The last two AA meetings I have attended have had emotional sobriety as the topic. Have I been emotionally sober is the question I ask myself. With the feedback from Jade and Jodie in this blog, my blog posts dealing with how I have made myself a victim on the sexual relationship front have shown me that victimhood there doesn’t contribute to my emotional sobriety. Victimhood feeds into the concept of low self-esteem, which was a major contributor to my drinking. Low self-esteem does not contribute to emotional sobriety.
Today’s meeting was a chance to see my friend Fred, who recently lost his wife to Huntington’s Disease (what killed Woody Guthrie). It’s a slow death like ALS. We talked, reconnected. All in all, a great day.
Right now it’s raining. J has a cold, so chicken soup is cooking.
Life is good.
Emotional sobriety? That’s a new concept for me. I have to think about that one. There is something to be said for monitoring that. It’s probably a good precursor for an actual relapse. I’m going to think about this is regards to myself but thanks for putting it in my radar. Important topic and I think you looking at how that affects you will prove beneficial. Right?
Yes. The alcoholic patterns of thinking and responding to the World have to change. That is what the 12 Steps of Recovery are about.
I think they are just like any addictive pattern of thinking. Good for everyone really, especially those of us with issues. I have always liked the 12 step process.
Yeah. The Steps work.
Some a ha moments i’ve had regarding sexuality via academia: being sexually rejected is the biggest fear of most people and the leading reason why married people go without, there is no way to reject someone sexually without rejecting the whole person, and in a marriage if one person has a sexual need/issue/whatever BOTH people have a problem to deal with together. Sex is a good indicator of many other things in a relationship. Don’t discount other forms of intimacy. One of the things that saved Master and me is we nearly always have a high degree of playfulness and silliness and that is highly intimate. i don’t think, btw, that you could have possibly ‘made yourself a victim.’ Maybe, possibly, you became one. i don’t know. But you damn sure didn’t create this by yourself. Don’t carry all that weight, okay?
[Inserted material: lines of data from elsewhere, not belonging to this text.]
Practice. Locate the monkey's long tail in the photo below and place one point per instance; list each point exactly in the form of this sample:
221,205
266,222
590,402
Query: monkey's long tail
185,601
OK. The rejection fear runs deep for me. Birth order issues loom large. I am the second child and son, always wondering if I was good enough. Lots of stuff is to get to the core of.
someone should have loved that little boy inside of you so hard that you know you are by now. really. Ask your sons. That is your legacy, David. ❤
Maybe “victim” isn’t quite the right word. It is easy for me to think I don’t deserve the love I need.
you do. you are worthy of love as your birthright.
Succulent Savage said:
David, I wouldn’t use the term victim, either. ♥ It’s easy to get stuck in a pattern of sadness and being stuck when things hurt and feel overwhelming. It inevitably leads to self-pity, at least in my case. I’m glad to hear you’ve reconnected with a good friend!!! Perhaps it’s time to do a full 4th step on your marriage? Have you done one as of late? One of the beautiful things I got from my last sponsor was learning that even though I played a part in some things, the issue wasn’t solely mine… and in some cases, I didn’t actual have a part aside from carrying the pain and resentment. Jade put it nicely that the issues in your marriage came about by both of you failing to communicate and both of you have to work on it in order to resolve the problems. Peace to you, Dear Friend! ♥
I feel like Jade already said so many right things, I want to echo her. “Victimhood” is complex, and you may have gotten stuck there, but you didn’t choose it or do it to yourself. There is so much in your post to think about that – it has stirred so much for me that I can’t even sort it out. Thanks for sharing this.
I try to make my posts relevant to a lot of readers. The “victimhood” feedback has been valuable.